Según el informe, el 80.6 % de las denuncias que recibió Cristosal fueron interpuestas por mujeres.

“Principalmente, son mujeres las que asumen la localización de sus familiares detenidos, la provisión de alimentos, medicamentos y la búsqueda de justicia. También son responsables del cuidado de niñas, niños, adolescentes y adultos mayores; y se vuelven proveedoras de los hijos de familiares de otras personas detenidas y de personas adultas mayores de su entorno”, señala el documento.

En el informe se explica que las mujeres sufren un deterioro en sus condiciones de vida. Muchas dependían económicamente del familiar detenido. Su salud física y emocional se afecta. Pierden la posibilidad de estudiar, abandonan sus empleos o emprendimientos. Dejan todo para cuidar y buscar justicia.

Maternar desde lo rural

Maternar desde lo rural también implica grandes dificultades. No hay acceso cercano a la salud. Las distancias hacia los centros de atención son largas. Los caminos rurales están en mal estado. Hay poco transporte público. Faltan empleos formales. Y ahora, además, están las visitas a las cárceles, que en algunos casos son viajes de oriente a occidente, es decir de casi 200 kilómetros vía terrestre.

A esta situación se suma otro golpe: los recortes del Gobierno a los equipos de salud comunitaria. Esos equipos priorizaban la atención de mujeres en zonas rurales. Morena Murillo, del Foro Nacional de la Salud, explicó que el Foro ha registrado 50 equipos cerrados por la actual administración.

“Estos garantizaban la vigilancia comunitaria, daban seguimiento a las mujeres embarazadas, a los niños menores de cinco años, a los pacientes crónicos, a los adultos mayores”. 

Murillo también denunció el despido de más de 3,500 trabajadores de salud, entre profesionales de la medicina, de la enfermería y promotores. “Aparte de esto, no se está garantizando el acceso a los servicios de salud. No hay medicamentos. No hay reactivos para hacer exámenes y diagnósticos”.

Por eso, Areli lleva meses sin atender su salud. Para ella, ir a una consulta significa salir de su comunidad, pagar transporte, ir a una clínica privada. Desde que se llevaron a su hijo, ha dejado de priorizarse.

“En la red pública me recetan medicamentos que no tienen, pero yo a veces prefiero comprar las cosas del paquete de él, aunque no compre lo mío”, dice.

La antropóloga Ana Gaggio Jovel afirma que las maternidades rurales no suelen estar en el centro de los estudios. Por eso, realidades como la de Areli pasan desapercibidas.

“Al hablar de maternidades, siempre las vemos desde el punto de vista de la clase media o trabajadora, enfocándonos en realidades que no responden a las diversas maternidades que se ejercen”.

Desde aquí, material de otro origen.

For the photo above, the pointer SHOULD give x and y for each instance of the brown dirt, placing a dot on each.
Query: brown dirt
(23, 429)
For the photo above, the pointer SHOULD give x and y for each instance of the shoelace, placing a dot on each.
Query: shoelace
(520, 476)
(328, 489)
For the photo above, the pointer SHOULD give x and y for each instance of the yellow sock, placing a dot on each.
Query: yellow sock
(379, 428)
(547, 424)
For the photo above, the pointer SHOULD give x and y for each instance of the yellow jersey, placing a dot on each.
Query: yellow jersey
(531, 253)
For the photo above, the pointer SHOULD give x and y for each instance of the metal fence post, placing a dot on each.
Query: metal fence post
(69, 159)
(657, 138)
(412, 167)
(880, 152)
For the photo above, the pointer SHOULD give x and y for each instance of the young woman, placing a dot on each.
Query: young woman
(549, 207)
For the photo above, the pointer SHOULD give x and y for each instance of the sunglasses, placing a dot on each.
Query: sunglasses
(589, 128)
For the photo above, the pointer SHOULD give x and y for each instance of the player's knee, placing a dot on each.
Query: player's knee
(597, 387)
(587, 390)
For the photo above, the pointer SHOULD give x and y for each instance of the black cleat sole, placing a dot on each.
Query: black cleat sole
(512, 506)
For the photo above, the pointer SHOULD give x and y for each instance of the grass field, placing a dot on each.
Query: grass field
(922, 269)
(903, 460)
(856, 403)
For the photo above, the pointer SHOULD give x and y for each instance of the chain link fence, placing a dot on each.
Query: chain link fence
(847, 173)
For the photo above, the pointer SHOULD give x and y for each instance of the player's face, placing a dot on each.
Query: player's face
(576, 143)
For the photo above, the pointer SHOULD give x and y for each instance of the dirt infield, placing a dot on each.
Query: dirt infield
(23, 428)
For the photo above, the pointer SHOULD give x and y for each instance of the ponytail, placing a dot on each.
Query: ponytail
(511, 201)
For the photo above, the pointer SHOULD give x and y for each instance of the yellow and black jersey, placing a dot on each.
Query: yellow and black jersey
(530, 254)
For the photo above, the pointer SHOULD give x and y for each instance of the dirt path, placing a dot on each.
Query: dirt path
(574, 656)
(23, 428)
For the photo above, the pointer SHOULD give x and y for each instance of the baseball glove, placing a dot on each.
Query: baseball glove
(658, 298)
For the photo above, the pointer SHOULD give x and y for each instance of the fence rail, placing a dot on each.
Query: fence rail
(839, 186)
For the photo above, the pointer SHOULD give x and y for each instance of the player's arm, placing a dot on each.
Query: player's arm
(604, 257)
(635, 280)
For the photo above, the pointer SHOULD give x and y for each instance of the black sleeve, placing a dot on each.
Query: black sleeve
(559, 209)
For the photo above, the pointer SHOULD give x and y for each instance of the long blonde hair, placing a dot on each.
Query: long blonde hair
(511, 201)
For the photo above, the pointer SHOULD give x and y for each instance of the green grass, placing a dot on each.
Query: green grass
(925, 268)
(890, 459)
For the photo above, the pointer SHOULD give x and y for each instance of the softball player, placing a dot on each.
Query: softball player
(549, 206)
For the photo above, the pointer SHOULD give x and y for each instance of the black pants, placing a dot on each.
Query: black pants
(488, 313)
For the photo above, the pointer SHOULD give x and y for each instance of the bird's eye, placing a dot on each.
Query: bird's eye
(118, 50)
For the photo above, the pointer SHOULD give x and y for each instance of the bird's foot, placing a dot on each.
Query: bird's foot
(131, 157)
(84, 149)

Las economistas Evelin Martínez Mejía y Julia Evelyn Martínez coinciden en que las políticas públicas deben poner en el centro los cuidados que ejercen las madres. Esos cuidados sostienen la vida. Las políticas deben proteger los derechos económicos, sociales y de cuidados de las mujeres en todas las etapas de la maternidad. También deben garantizar el acceso a servicios gratuitos, universales y solidarios para sus hijos e hijas desde la primera infancia hasta la adolescencia.

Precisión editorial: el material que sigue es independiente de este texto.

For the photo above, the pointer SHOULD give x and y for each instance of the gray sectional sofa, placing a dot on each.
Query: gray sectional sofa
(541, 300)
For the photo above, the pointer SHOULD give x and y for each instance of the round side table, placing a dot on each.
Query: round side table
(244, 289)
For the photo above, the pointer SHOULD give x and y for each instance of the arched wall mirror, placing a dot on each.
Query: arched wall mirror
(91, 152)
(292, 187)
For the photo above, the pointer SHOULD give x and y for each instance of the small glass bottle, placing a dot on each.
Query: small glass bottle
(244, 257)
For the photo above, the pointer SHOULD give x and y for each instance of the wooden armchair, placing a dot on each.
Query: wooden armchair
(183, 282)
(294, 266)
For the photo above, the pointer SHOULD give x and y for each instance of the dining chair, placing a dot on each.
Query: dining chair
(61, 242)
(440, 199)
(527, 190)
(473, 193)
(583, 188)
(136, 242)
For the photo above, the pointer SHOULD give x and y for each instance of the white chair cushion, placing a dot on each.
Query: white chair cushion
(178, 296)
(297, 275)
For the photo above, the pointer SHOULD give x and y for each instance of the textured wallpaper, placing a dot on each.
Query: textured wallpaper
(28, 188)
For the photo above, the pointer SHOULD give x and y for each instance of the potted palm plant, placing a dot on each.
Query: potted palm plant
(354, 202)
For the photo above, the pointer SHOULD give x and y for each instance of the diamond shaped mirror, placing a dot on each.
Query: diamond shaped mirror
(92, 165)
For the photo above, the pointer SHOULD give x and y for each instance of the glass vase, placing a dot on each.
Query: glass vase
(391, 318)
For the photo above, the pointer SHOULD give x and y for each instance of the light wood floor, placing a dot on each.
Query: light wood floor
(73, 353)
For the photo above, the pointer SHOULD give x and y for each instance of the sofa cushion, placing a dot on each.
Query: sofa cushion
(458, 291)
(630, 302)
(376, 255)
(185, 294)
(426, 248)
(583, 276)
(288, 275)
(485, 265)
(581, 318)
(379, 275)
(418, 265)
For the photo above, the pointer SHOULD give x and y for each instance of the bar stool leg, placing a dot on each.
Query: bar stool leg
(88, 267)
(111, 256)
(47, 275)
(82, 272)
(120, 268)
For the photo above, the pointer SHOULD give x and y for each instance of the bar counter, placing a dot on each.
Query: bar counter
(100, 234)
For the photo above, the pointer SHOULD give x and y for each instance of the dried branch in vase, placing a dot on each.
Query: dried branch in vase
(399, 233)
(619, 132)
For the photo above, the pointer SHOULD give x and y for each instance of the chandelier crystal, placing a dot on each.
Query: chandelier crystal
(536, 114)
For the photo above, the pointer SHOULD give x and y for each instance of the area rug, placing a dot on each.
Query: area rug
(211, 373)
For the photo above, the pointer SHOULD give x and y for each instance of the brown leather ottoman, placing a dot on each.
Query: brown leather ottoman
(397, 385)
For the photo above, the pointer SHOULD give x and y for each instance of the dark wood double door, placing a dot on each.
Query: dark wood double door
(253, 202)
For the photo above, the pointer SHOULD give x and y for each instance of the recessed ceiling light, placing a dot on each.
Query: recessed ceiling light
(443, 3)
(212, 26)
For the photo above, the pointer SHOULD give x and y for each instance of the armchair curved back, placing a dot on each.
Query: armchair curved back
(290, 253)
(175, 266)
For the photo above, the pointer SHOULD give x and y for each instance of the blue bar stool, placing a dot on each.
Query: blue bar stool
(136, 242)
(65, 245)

Areli vuelve a abrazar el cojín rojo que le regaló su hijo. Lo aprieta con fuerza contra su pecho. Mientras lo hace, responsabiliza al Gobierno y al Estado por los atropellos que ha vivido desde la captura de Gerson.

En estas fechas, la comunidad celebra el Día de las Madres con serenatas, flores, cenas, rifas y bailes. Pero ella solo tiene una petición:

“Lo que yo esperaría para esta fecha, es que me regresaran a mi hijo. Es lo único que pido. Ya son cuatro años del Día de la Madre que no vamos a estar juntos”.